Does The Giver Live Up to the Hype?

Lois Lowry’s well-loved classic, The Giver, hits the silver screen Friday, August 15. Well produced, beautifully filmed, and featuring big name celebrities like Meryl Streep, Jeff Bridges, Taylor Swift, and Katie Holmes, the cinematic adaptation of The Giver has created a buzz in the conservative community, but does it live up to the hype?

I cringed when I heard the conservative community touting The Giver as a great film. I read the book in grade school, loved it, and naturally assumed the desperation for an ideologically friendly film would’ve produced the epic suckage we’ve come to see in releases like Atlas Shrugged.

I figured rather than making a movie that subtly blended favorable ideological tones with great story telling, we were getting yet another awful conservative film; one so hell bent on brow beating conservatism, it sucked the joy right off the screen. I was very wrong.

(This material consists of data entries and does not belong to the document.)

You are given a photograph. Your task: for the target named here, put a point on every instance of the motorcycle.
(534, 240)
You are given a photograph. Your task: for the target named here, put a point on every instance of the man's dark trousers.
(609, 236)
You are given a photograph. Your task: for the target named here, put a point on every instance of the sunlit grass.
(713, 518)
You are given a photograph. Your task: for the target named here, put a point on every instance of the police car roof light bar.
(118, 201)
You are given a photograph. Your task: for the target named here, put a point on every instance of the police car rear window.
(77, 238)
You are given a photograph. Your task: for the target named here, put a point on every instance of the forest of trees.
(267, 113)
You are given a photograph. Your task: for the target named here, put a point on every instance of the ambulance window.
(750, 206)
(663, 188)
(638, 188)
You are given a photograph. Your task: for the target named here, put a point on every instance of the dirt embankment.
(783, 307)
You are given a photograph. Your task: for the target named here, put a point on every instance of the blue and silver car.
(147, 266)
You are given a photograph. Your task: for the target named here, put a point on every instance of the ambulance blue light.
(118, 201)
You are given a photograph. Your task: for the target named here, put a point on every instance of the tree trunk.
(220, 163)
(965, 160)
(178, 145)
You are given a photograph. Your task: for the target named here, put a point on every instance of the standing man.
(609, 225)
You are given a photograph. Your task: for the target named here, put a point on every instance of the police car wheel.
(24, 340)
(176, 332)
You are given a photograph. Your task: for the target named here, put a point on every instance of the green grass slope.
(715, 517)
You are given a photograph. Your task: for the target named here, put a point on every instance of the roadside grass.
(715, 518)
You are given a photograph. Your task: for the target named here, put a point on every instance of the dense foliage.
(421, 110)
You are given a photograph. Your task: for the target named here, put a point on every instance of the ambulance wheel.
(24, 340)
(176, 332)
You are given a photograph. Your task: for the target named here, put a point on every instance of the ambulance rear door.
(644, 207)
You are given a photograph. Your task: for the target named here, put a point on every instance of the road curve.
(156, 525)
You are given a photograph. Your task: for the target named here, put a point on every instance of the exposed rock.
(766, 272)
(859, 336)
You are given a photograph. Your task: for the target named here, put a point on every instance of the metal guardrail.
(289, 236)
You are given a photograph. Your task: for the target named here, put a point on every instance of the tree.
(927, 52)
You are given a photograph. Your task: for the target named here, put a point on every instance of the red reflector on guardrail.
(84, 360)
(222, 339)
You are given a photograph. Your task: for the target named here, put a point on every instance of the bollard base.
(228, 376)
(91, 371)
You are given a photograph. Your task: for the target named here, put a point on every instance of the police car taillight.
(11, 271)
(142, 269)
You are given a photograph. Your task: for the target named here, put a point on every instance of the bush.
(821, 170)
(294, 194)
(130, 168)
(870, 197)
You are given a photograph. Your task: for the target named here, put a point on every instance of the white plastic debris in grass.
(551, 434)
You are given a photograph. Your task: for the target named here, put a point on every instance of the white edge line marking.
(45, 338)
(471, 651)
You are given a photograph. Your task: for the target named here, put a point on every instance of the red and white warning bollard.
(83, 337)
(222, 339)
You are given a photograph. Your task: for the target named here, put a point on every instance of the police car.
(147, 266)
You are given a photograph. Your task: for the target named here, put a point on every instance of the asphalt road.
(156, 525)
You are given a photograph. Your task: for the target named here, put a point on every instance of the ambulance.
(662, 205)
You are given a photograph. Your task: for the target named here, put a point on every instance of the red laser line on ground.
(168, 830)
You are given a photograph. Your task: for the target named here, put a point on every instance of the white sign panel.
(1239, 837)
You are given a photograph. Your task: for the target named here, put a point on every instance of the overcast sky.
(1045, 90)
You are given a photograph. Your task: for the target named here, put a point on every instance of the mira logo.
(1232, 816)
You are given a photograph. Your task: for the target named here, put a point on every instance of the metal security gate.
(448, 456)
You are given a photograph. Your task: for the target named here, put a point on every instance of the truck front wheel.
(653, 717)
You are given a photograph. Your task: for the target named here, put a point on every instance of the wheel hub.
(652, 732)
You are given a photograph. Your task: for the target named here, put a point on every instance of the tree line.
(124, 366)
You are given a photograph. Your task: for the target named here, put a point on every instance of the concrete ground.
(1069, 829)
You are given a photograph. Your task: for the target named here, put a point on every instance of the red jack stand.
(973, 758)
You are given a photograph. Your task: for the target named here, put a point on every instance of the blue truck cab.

Set in a community genetically and physically designed to achieve absolute equality, the film opens with three teenagers preparing for their assignment day. “From great suffering came a solution, communities,” Meryl Streep’s character explains. Everyone in the community is assigned family units, clothes, jobs, and pretty much everything else that could possibly be assigned. Designed to be devoid of almost all emotion, the entire community merely exists. There is no love, no human connection, no pain, no living.

Sameness was meant to protect humanity from pain, jealousy, envy, greed, the unexpected, and everything that ails the human condition. As events unfold, it’s evident that despite their best intentions, the desire for sameness comes with calamitous consequences.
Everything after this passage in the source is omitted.